"What would Joanna have wanted?" the ICU fellow (Dr. Smith) asked Sam, Joanna's nephew and health care proxy, for the second time this week. Sam considered the question, furrowed his brow, and said, "I still don't know, doc."
Dr. Smith, Sam, and I stood at Joanna's bedside. Sam, a young man of only 20, looked tired and worried. Joanna had been on our unit for close to a month. With advanced scleroderma and systemic lupus erythematosus at the young age of 44, Joanna was dying. She was in multisystem organ failure, requiring mechanical ventilation, continuous dialysis, and vasopressors. Her fingers, peeking out from under the white hospital blanket, were skeleton-like, black and necrotic from long-term vasopressor use. Her toes and lips had suffered the same fate. She breathed slowly, only when the ventilator required her to; a continuous dialysis machine took up half of her ICU room. She was probably in pain, with no medication on board because of her low blood pressure. The word "torture" came to mind.
"Okay, Sam, I'll give you some time and come back," Dr. Smith said at last. He patted Sam on the shoulder and walked out of the room.
Sam and I went on standing there in silence. How do I make him understand that this is torture? I wondered. How can I get him to understand that it is okay to let her go? I knew Sam was struggling to discern what his aunt would have wanted. As so often happens, they had never discussed how she wanted to die. Asking Joanna now was out of the question. Sam was afraid to make the wrong decision for his aunt.

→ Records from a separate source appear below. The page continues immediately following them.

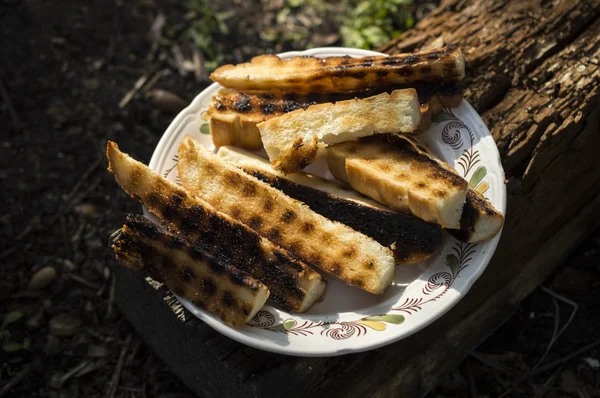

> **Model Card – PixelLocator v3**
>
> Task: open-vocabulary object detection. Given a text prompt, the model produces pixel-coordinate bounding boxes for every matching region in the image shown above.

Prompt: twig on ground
[532,286,579,369]
[106,335,131,398]
[54,361,91,388]
[60,215,73,259]
[471,351,519,377]
[171,44,185,77]
[66,273,102,291]
[0,291,41,301]
[499,339,600,398]
[0,80,23,129]
[535,366,563,398]
[104,272,115,319]
[0,363,31,397]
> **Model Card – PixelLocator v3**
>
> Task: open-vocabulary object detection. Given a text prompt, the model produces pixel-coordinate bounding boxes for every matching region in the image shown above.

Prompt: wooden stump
[116,0,600,397]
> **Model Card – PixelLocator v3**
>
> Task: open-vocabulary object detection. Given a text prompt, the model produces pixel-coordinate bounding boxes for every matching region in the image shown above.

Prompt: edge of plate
[143,47,506,357]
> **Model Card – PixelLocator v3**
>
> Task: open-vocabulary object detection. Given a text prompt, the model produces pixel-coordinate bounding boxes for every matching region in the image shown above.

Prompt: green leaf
[431,111,458,124]
[0,311,23,329]
[362,26,389,47]
[276,8,292,25]
[282,319,296,330]
[469,166,487,188]
[2,341,23,353]
[446,254,460,278]
[363,314,404,325]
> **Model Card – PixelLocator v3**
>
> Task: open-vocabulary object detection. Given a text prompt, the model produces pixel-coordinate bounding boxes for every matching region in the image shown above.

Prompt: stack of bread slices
[107,45,503,327]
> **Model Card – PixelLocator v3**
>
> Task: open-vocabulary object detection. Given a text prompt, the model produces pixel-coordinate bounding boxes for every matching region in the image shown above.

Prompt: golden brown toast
[106,141,325,312]
[217,146,441,264]
[386,136,504,243]
[210,44,465,93]
[448,187,504,242]
[206,82,463,150]
[112,215,269,328]
[258,88,421,174]
[327,134,468,229]
[178,136,395,294]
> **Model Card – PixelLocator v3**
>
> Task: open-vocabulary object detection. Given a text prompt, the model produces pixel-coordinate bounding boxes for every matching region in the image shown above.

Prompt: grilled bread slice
[392,136,504,243]
[217,146,441,264]
[327,134,468,229]
[258,89,421,174]
[210,44,465,93]
[112,215,269,328]
[206,82,463,150]
[448,187,504,243]
[177,136,395,294]
[106,141,325,312]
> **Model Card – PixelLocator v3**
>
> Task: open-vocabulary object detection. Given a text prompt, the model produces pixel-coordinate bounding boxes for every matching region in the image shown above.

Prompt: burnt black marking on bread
[246,169,441,262]
[233,95,252,113]
[118,196,306,310]
[281,210,298,224]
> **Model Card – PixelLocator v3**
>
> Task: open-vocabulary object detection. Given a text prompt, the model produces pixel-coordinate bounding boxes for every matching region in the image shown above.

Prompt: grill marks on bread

Maybe he doesn't fully understand her medical condition, I thought. As I turned to Sam, about to speak, he gave me a knowing look. "I know she's very sick," he said. "I just don't know what she would've wanted."

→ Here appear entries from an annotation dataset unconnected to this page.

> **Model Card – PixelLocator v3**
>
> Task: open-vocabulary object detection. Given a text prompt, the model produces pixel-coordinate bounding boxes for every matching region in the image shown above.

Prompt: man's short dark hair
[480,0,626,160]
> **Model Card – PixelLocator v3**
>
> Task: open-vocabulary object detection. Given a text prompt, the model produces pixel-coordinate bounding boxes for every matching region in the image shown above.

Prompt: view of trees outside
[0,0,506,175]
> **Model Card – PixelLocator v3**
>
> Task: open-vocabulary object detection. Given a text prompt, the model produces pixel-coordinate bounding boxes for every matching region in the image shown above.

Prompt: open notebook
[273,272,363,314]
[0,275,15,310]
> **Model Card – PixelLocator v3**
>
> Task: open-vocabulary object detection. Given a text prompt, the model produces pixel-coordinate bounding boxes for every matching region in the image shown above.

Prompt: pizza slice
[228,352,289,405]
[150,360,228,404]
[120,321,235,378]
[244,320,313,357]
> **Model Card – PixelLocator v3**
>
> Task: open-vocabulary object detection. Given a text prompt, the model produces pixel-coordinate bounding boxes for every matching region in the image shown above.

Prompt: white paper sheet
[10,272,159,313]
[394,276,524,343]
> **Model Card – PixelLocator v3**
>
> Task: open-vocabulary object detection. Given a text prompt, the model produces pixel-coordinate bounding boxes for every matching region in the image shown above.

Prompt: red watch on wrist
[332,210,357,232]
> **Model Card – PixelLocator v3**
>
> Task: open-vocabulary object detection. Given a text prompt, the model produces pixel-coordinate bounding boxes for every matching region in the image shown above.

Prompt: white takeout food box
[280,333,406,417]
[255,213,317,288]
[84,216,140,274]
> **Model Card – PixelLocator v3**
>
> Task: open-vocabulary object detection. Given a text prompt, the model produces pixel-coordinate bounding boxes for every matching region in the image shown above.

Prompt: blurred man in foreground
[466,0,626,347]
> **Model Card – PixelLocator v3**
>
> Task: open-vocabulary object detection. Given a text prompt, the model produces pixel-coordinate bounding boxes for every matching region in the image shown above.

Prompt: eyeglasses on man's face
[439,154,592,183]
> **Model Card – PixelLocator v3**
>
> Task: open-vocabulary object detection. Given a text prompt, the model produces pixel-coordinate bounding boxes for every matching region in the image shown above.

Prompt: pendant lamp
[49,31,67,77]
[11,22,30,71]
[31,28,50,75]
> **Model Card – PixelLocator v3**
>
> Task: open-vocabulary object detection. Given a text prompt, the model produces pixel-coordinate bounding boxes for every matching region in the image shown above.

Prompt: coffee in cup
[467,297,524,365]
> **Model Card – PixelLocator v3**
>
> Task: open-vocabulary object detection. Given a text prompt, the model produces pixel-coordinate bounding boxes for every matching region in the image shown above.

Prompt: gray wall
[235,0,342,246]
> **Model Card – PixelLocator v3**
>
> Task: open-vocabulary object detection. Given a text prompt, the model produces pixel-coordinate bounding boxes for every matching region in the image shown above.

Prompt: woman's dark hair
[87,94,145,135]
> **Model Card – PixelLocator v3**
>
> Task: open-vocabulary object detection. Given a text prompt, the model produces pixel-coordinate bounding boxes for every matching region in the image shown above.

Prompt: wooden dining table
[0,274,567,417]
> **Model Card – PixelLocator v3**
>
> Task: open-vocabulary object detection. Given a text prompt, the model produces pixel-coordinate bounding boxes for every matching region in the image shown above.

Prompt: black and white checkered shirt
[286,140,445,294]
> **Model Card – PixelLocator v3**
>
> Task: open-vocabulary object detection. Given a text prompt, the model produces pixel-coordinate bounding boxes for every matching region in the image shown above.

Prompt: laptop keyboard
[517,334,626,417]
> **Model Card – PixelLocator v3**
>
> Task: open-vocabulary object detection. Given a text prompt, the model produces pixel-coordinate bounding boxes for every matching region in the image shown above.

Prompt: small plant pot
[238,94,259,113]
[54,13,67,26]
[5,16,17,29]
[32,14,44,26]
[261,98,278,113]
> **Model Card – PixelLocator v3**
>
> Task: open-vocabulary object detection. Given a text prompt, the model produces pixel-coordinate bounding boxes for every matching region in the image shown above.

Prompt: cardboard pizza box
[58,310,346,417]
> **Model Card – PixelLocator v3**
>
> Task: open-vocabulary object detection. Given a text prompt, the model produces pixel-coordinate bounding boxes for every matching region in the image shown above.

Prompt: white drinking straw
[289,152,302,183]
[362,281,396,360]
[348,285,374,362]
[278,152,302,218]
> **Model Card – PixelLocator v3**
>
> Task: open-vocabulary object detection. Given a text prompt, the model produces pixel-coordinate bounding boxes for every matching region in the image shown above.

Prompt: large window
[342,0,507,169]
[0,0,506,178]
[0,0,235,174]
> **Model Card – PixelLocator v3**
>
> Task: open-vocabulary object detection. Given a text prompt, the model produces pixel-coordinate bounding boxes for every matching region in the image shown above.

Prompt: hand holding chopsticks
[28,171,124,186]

I thought for a moment and realized I didn't know either and shouldn't assume that I did. So, the question then became how to figure what Joanna would have wanted. It occurred to me that I didn't know Joanna at all-but Sam did.
"Sam, tell me about Joanna," I said.
"What do you mean?" he asked. "Like when she got really sick, or[horizontal ellipsis] ?"

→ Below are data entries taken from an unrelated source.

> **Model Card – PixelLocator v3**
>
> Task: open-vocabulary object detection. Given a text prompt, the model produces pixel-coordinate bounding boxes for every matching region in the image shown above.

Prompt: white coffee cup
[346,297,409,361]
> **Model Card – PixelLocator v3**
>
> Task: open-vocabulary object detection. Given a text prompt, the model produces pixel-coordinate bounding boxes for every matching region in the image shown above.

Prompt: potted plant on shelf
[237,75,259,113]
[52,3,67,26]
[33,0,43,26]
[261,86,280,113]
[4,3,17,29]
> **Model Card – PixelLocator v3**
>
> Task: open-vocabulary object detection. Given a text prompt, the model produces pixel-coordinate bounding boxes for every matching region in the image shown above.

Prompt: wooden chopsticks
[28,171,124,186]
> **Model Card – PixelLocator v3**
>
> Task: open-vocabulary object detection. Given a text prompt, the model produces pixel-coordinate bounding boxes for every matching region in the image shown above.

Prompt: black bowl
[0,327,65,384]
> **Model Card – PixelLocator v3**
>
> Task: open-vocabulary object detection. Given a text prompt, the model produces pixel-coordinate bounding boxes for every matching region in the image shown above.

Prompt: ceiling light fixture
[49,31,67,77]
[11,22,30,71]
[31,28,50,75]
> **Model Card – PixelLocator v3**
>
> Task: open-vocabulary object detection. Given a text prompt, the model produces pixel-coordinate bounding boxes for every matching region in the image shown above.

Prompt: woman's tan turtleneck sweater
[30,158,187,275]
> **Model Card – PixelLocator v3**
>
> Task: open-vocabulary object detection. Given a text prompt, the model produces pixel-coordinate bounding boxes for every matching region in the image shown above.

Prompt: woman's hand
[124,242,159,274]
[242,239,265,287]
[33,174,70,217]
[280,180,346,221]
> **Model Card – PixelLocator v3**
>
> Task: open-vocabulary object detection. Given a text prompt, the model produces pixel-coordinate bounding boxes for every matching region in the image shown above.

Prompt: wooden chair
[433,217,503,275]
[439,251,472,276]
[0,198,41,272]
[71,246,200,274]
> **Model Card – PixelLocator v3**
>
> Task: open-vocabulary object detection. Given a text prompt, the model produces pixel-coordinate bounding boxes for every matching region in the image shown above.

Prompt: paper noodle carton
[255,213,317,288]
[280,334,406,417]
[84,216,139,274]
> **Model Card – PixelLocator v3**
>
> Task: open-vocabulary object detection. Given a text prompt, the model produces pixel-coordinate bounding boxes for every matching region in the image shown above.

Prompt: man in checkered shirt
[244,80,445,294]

"No," I said gently, "tell me about what Joanna was like before she was in the hospital."
"Why?" he asked.
"Humor me," I said.
Sam smiled. "Okay, well, oh goodness, was she a hoot. Always had something to say about everything and anything[horizontal ellipsis] school, your girlfriend, your choice of outfit." He laughed. Sam continued to talk about his aunt Joanna and I listened, delighted to hear about the real Joanna.
"She always had to have her nails perfectly done," Sam went on. "She would go nuts if they weren't perfectly polished. Red polish. And oh man, was she a fan of dancing. Not that she was any good[horizontal ellipsis] but she loved it!"
It was nice to imagine Joanna dancing instead of lying in bed. I envisioned her fingers and toes, healthy and with nails freshly polished red. Joanna would not enjoy her new fingers and toes, I thought, nor would she dance again.
Sam's face suddenly changed from delight to devastation and shock. He seemed to be having the same thoughts as me. "Oh God," he said, "she would hate this. All of this."
I looked at him and said, "I think that may be your answer then, Sam."
Later that day, Dr. Smith held a meeting with Sam and several other family members. Dr. Smith explained that the mechanical ventilator, dialysis, and vasopressors were keeping Joanna alive. Unwilling to take away Joanna's ability to breathe, Sam and his family decided to withdraw the dialysis and vasopressors. Care was withdrawn at six that evening, and Joanna died several hours later.
Sam and Joanna are still with me, nearly 10 years later. We had continued to ask Sam a question he could not answer. At the same time, I had assumed I knew the best solution for Sam and Joanna. Yet I knew nothing about Joanna, not where it mattered. I realized we may have to ask more about patients' former selves to envision their best futures. In this scenario, I asked Sam about Joanna's life to understand what was best for her care and, ultimately, her death. What if Sam had told me Joanna had always said she wanted to live to be 100, no matter what?
Get to know patients' former selves. Ask different questions. Discover their answers. I am so glad I did. Now, when I think of Joanna, I picture her with brightly colored red fingernails and toes, dancing the night away, and I know we did what Joanna would have wanted.